In a recent guest editorial published in this paper, the co-authors — four top executives of medical centers and health insurance companies in Vermont — promoted the ideas of healthy lifestyles and individual responsibility as the primary strategy to end the health care crisis.
Living a healthy lifestyle is probably easy to do for these four folks, considering that in fiscal year 2015 they made the following in total compensation: $353,000 (Jill Berry Bowen), $519,000 (Todd Moore), $626,000 (Don George). Data isn’t yet publicly available for Eileen Whalen, but her predecessor as president of UVM Medical Center was compensated to the tune of $1,650,000. That year, my total compensation was $30,000. To Vermont’s health care executives, it probably seems easy to ‘pull yourself up by your bootstraps’ when your boots are made of gold. But down here in the working class, the boots have steel toes.
Recently, my grandfather, a Korean War veteran, told me that the VA started paying for his adult diapers. He is grateful that this allows him to save $25 each month. In contrast, my uncle’s pharmaceutical company won federal approval for a new drug, bestowing upon him a $6 million bonus.
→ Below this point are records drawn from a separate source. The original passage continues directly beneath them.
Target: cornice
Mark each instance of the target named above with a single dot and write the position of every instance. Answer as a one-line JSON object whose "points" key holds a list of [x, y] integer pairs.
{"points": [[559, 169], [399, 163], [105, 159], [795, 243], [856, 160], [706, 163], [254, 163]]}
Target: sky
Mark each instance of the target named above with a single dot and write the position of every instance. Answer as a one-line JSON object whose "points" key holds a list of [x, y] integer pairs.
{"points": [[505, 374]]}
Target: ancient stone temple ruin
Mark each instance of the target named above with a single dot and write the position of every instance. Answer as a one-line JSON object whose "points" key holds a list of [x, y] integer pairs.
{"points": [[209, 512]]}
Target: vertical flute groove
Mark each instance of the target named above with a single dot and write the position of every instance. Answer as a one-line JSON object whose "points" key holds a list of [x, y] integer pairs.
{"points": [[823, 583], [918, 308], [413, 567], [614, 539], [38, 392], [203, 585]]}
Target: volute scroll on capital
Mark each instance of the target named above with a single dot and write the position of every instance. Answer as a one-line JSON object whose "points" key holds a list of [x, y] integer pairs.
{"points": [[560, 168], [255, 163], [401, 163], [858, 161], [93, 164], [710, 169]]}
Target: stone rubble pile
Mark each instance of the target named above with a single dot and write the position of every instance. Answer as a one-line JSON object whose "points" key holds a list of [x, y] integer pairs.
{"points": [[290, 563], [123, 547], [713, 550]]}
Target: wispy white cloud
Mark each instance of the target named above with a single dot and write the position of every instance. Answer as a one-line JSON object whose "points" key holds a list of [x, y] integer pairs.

Here we have it: on one side of my family, my grandfather was going up and down the stairs in his house by crawling on his hands and knees. On the other side of my family, my uncle bought a second apartment next to his first in a Manhattan sky rise, knocked down the wall between the two, and thereby gave new meaning to the housing term double-wide.
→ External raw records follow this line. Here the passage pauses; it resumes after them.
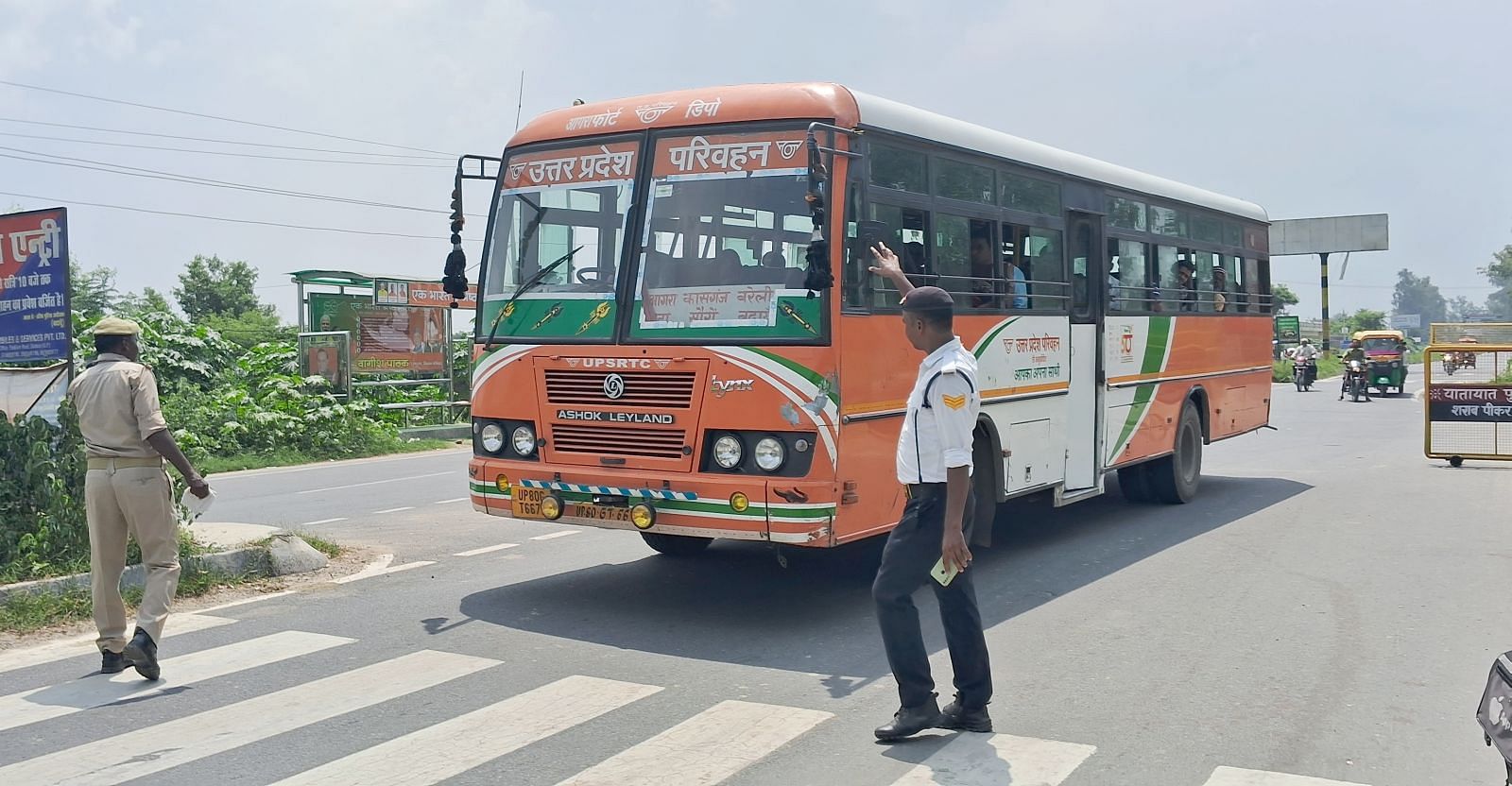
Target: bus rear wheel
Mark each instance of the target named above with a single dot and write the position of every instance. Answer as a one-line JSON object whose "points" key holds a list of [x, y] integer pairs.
{"points": [[1174, 478], [677, 544]]}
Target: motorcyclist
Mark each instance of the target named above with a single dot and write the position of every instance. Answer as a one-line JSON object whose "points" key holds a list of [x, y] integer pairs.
{"points": [[1304, 354], [1357, 351]]}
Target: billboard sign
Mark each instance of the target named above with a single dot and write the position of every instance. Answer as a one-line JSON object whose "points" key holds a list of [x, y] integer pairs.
{"points": [[385, 339], [329, 355], [34, 286], [420, 294], [1328, 234]]}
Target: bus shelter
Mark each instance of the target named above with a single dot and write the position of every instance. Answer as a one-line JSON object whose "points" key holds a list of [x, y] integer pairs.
{"points": [[1467, 404], [374, 332]]}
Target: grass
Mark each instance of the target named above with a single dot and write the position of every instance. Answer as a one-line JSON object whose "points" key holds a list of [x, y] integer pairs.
{"points": [[25, 612], [287, 458]]}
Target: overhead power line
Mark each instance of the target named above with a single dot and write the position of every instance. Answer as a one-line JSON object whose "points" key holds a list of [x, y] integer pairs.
{"points": [[433, 238], [214, 117], [223, 141], [196, 180], [221, 151]]}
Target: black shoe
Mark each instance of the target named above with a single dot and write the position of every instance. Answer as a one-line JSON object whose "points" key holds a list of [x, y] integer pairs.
{"points": [[143, 654], [909, 722], [111, 662], [964, 718]]}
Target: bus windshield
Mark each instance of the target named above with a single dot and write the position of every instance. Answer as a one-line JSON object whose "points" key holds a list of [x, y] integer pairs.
{"points": [[725, 241], [564, 206]]}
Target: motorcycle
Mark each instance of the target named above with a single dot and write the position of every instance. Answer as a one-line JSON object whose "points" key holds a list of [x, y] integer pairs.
{"points": [[1357, 382], [1304, 372]]}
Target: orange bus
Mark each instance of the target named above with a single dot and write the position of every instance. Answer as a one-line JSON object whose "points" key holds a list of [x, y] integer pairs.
{"points": [[678, 333]]}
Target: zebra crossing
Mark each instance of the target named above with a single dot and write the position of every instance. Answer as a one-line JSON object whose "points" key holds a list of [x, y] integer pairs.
{"points": [[707, 747]]}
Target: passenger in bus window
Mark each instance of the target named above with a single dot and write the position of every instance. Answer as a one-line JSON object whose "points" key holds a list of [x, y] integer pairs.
{"points": [[1186, 284], [982, 272]]}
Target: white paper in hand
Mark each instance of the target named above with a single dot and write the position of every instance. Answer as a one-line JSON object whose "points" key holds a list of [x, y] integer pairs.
{"points": [[197, 506]]}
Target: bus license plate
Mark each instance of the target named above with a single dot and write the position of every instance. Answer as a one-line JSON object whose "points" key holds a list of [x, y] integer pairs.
{"points": [[528, 503], [601, 513]]}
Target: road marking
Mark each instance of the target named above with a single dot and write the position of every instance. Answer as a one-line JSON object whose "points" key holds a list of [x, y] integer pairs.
{"points": [[486, 549], [468, 741], [246, 601], [377, 483], [382, 567], [982, 760], [705, 748], [97, 692], [147, 750], [1231, 776], [85, 642]]}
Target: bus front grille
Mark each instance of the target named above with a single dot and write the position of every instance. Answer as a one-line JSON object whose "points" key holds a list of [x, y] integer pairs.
{"points": [[619, 440]]}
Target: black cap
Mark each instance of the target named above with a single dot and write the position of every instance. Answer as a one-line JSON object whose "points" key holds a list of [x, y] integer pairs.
{"points": [[929, 299]]}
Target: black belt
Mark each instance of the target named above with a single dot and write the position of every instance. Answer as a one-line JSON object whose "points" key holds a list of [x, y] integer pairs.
{"points": [[924, 490]]}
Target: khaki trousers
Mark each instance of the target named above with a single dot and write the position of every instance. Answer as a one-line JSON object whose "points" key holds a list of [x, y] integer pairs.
{"points": [[130, 496]]}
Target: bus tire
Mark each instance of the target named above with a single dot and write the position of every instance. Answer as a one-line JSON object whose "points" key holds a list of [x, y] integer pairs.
{"points": [[1134, 483], [677, 544], [1176, 478]]}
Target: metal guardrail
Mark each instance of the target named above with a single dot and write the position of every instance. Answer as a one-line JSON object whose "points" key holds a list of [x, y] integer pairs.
{"points": [[1467, 402]]}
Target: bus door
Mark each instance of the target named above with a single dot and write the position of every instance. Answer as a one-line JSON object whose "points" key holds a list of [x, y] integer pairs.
{"points": [[1088, 283]]}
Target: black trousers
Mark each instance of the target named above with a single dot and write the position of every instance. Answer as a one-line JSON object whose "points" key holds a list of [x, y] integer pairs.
{"points": [[912, 551]]}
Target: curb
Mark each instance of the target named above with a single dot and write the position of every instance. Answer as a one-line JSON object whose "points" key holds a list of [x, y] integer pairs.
{"points": [[247, 561]]}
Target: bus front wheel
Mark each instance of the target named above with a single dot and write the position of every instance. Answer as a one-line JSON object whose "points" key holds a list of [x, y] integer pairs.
{"points": [[677, 544], [1176, 478]]}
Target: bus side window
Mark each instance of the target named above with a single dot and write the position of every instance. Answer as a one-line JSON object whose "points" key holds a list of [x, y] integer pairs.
{"points": [[909, 242]]}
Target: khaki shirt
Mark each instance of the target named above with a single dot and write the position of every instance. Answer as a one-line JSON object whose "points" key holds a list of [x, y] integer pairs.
{"points": [[118, 410]]}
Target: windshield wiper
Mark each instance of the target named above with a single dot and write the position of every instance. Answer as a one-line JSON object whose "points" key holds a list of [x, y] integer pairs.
{"points": [[531, 283]]}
Fred Kniffin, the CEO of Porter Medical Center, is correct that the health care crisis is partisan, though he is incorrect to suggest that this is in the usual Democrat/Republican sense. The real divide is along class lines, between those who are getting rich in this health care crisis and those who are struggling to pay their health care bills.
Vermont’s health care executives would be wise to listen carefully to those most impacted by this crisis — the Porter nurses and frontline caregivers, poor and working class patients, and people with chronic health issues. These folks know exactly what’s wrong with the system, and it ain’t a lack of jogging.
The new flavor for funding health care in Vermont — known as the capitated payment system — is far from a “revolutionary health care initiative” nor will it “transform healthcare” in Vermont. To the editor of this paper, reserve these accolades for the actual revolution, when we finally implement the law we’ve got on the books — Act 48 of 2011 — that aims “to provide, as a public good, comprehensive, affordable, high-quality, publicly financed health care coverage for all Vermont residents in a seamless manner regardless of income, assets, health status, or availability of other health coverage.”
We fought to get the universal health care law passed in Vermont; now we fight for its implementation.